Without prejudice - By Andrew Rosenheim Page 0,92

liar. ‘Why should I be? You set this up with Balthazar from the beginning.’

He exhaled in disbelief. ‘Is that your take on this – that I’ve been scheming to get this book away from you? Are you serious?’

She shrugged and looked away.

‘It’s the last thing I need, Dorothy. Can’t you see that? This isn’t about Balthazar and me – he doesn’t even want Carlson to stay with us. But Balthazar’s not calling the shots; Carlson is. And the coach doesn’t want me – he just doesn’t want you.’

‘Shit,’ she said wearily, putting a hand to her head in what he felt was her first honest reaction since the conversation had started.

‘I don’t want to know about the coach and you,’ he said, and was pleased to see he had her full attention now. ‘That’s your business. We all have baggage that way – even me, as you know. But I don’t want to buy this book if you’re not going to be behind it.’

He knew what her dissension could mean: a fatal gnawing away at the book’s chances – by marketing, by publicity, even by sales, all orchestrated by a publishing director making it clear that the boss had paid way over the odds for a stinker. With Dorothy’s help, the title would become the focus point of any animus he had managed to attract in his brief tenure.

Dorothy sat there thinking for a moment. At last she said softly, ‘Buy it.’

‘You sure? You’re going to have to be behind this, Dorothy, or so help me, I will fire you.’

She laughed out loud. He sensed relief in her that this fear had been forced out into the open. ‘You know your problem, Danziger?’

‘If I do, I think you want to tell me anyway.’

‘You don’t know if you want to fuck me, and you don’t have the balls to fire me.’

He shook his head wearily. Where had she got this idea?

‘Shee-it,’ she said, in a parody of a ghetto voice. ‘You mean I guessed wrong. You know what they say, “Once you go black you never come back.”’

Latanya Darling bites again, he thought. ‘You’re batting five hundred, Dorothy. Great in baseball but not so good when your job’s on the line.’

‘I’m not resigning if that’s what you’re hoping.’

Her lips pursed like a cloth bag as its drawstrings were pulled. He didn’t want to reassure her, but felt he had to. ‘I don’t want you to resign. If I did,’ he continued, ‘we’d have had this conversation a long time ago. Don’t ever think I’d hesitate, balls or no balls.’ He looked pointedly at his desk. ‘Now if you don’t mind, I’ve got other things to do.’

She didn’t rise to go. ‘Latanya Darling said you were tough. She was right.’

He turned and looked out the window at the playground in the grey light of the overcast day, empty except for a park employee emptying a litter bin at one corner. Keeping his eyes on the view, he said softly, ‘Latanya Darling got me wrong.
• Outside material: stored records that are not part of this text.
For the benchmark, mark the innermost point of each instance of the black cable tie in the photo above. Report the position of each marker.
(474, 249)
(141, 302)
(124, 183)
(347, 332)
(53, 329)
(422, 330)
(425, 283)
Just as you have.’

5

‘There’s not a lot to eat,’ he said, peering first into the fridge, then the freezer compartment next to it. ‘You can choose, and I’ll cook. How’s that sound?’

‘When’s Mom coming back?’ Sophie replied.

He laughed. ‘Tomorrow. Is my cooking that bad? Tell you what, how about if I get—’

She beat him to the punch. ‘Chinese takeaway?’

And sixty-three dollars and a Chinese grand bouffe later (Sophie always insisted on Peking duck), he was putting down his chopsticks when the phone rang. ‘Why don’t you get it?’ he said.

He listened as Sophie talked with her mother, promising to go to bed soon, describing their feast.

Then he spoke briefly with her as well. She sounded perfunctory: yes, she had arrived all right; yes, the hotel was very nice; now she was going to bed because she had a breakfast meeting.

He put Sophie to bed, ignoring her complaints that she wanted to stay up since her mother wasn’t home. Once she was tucked in (though he suspected she was reading under the covers) he cleaned up in the kitchen.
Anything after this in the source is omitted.